Perform Instance Segmentation Using Mask R-CNN

This example uses:

This example shows how to segment individual instances of people and cars using a multiclass mask region-based convolutional neural network (R-CNN).

Instance segmentation is a computer vision technique in which you detect and localize objects while simultaneously generating a segmentation map for each of the detected instances.

This example first shows how to perform instance segmentation using a pretrained Mask R-CNN that detects two classes. Then, you can optionally download a data set and train a multiclass Mask R-CNN using transfer learning.

Load Pretrained Network

Specify dataFolder as the desired location of the pretrained network and data.

dataFolder = fullfile(tempdir,"coco");

Download the pretrained Mask R-CNN. The network is stored as a maskrcnn object.

trainedMaskRCNN_url = "https://www.mathworks.com/supportfiles/vision/data/maskrcnn_object_person_car_v2.mat";
downloadTrainedMaskRCNN(trainedMaskRCNN_url,dataFolder);
load(fullfile(dataFolder,"maskrcnn_object_person_car_v2.mat"));

Segment People in Image

Read a test image that contains objects of the target classes.

imTest = imread("visionteam.jpg");

Segment the objects and their masks using the segmentObjects function. The segmentObjects function performs these preprocessing steps on the input image before performing prediction.

Zero center the images using the COCO data set mean.
Resize the image to the input size of the network, while maintaining the aspect ratio (letter boxing).

[masks,labels,scores,boxes] = segmentObjects(net,imTest,Threshold=0.98);

Visualize the predictions by overlaying the detected masks on the image using the insertObjectMask function.

overlayedImage = insertObjectMask(imTest,masks);
imshow(overlayedImage)

Show the bounding boxes and labels on the objects.

showShape("rectangle",gather(boxes),Label=labels,LineColor="r")

Load Training Data

Create directories to store the COCO training images and annotation data.

imageFolder = fullfile(dataFolder,"images");
captionsFolder = fullfile(dataFolder,"annotations");
if ~exist(imageFolder,"dir")
    mkdir(imageFolder)
    mkdir(captionsFolder)
end

The COCO 2014 training images data set [2] consists of 82,783 images.
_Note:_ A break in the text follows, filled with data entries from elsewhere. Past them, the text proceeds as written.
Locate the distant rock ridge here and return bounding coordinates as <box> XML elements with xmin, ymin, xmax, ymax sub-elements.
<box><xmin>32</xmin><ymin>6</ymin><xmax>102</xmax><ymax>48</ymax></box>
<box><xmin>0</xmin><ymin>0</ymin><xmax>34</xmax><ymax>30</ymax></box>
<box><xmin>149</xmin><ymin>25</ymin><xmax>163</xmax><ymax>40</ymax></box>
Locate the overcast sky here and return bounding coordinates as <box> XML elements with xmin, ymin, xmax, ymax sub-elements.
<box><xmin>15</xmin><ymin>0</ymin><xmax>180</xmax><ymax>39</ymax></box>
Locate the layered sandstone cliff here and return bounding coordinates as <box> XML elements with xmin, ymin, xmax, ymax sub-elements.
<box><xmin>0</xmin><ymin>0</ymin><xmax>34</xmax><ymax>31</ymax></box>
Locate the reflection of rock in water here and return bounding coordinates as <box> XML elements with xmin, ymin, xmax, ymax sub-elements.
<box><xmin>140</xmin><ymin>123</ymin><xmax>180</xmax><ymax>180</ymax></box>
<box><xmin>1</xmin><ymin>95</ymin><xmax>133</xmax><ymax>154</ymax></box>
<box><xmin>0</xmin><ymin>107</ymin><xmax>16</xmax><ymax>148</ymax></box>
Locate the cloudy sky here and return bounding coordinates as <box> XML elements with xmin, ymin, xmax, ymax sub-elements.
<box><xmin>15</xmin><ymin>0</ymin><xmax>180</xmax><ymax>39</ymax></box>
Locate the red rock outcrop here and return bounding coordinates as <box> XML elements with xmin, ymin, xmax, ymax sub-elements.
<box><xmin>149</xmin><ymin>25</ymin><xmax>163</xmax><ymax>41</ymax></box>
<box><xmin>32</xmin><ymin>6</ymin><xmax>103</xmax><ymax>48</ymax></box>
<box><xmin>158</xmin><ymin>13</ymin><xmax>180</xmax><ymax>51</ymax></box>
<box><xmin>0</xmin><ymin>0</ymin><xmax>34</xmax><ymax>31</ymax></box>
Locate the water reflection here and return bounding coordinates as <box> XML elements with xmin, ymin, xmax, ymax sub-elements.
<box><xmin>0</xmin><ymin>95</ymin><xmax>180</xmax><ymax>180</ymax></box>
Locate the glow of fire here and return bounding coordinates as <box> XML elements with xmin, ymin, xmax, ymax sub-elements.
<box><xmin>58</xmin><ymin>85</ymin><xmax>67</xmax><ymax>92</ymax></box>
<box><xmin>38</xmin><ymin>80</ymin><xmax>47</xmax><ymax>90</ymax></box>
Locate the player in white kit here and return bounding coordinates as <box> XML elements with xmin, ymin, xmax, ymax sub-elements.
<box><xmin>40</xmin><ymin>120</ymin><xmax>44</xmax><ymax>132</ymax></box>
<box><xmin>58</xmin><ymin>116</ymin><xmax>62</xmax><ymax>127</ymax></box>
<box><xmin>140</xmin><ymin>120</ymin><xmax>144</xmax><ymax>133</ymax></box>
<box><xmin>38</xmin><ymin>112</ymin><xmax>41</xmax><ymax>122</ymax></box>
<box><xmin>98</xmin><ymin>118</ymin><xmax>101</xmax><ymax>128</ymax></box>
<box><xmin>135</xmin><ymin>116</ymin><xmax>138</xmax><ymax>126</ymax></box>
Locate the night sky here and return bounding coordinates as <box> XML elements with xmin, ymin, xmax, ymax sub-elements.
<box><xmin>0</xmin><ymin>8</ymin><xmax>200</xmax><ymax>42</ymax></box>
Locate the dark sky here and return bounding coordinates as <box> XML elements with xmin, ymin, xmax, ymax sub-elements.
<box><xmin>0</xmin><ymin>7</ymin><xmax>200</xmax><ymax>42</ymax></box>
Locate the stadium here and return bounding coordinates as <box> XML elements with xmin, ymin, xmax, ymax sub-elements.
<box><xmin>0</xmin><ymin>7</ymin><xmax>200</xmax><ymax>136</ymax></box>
The annotations data contains at least five captions corresponding to each image. Download the COCO 2014 training images and captions from https://cocodataset.org/#download by clicking the "2014 Train images" and "2014 Train/Val annotations" links, respectively. Extract the image files into the folder specified by imageFolder. Extract the annotation files into the folder specified by captionsFolder.

annotationFile = fullfile(captionsFolder,"instances_train2014.json");
str = fileread(annotationFile);

Prepare Data for Training

To train a Mask R-CNN, you need this data.

RGB images that serve as input to the network, specified as H-by-W-by-3 numeric arrays.
Bounding boxes for objects in the RGB images, specified as NumObjects-by-4 matrices, with rows in the format [x y w h]).
Instance labels, specified as NumObjects-by-1 string vectors.
Instance masks. Each mask is the segmentation of one instance in the image. The COCO data set specifies object instances using polygon coordinates formatted as NumObjects-by-2 cell arrays. Each row of the array contains the (x,y) coordinates of a polygon along the boundary of one instance in the image. However, the Mask R-CNN in this example requires binary masks specified as logical arrays of size H-by-W-by-NumObjects.

Initialize Training Data Parameters

trainClassNames = ["person","car"];
numClasses = length(trainClassNames);
imageSizeTrain = [800 800 3];

Format COCO Annotation Data as MAT Files

The COCO API for MATLAB enables you to access the annotation data. Download the COCO API for MATLAB from https://github.com/cocodataset/cocoapi by clicking the "Code" button and selecting "Download ZIP." Extract the cocoapi-master directory and its contents to the folder specified by dataFolder. If needed for your operating system, compile the gason parser by following the instructions in the gason.m file within the MatlabAPI subdirectory.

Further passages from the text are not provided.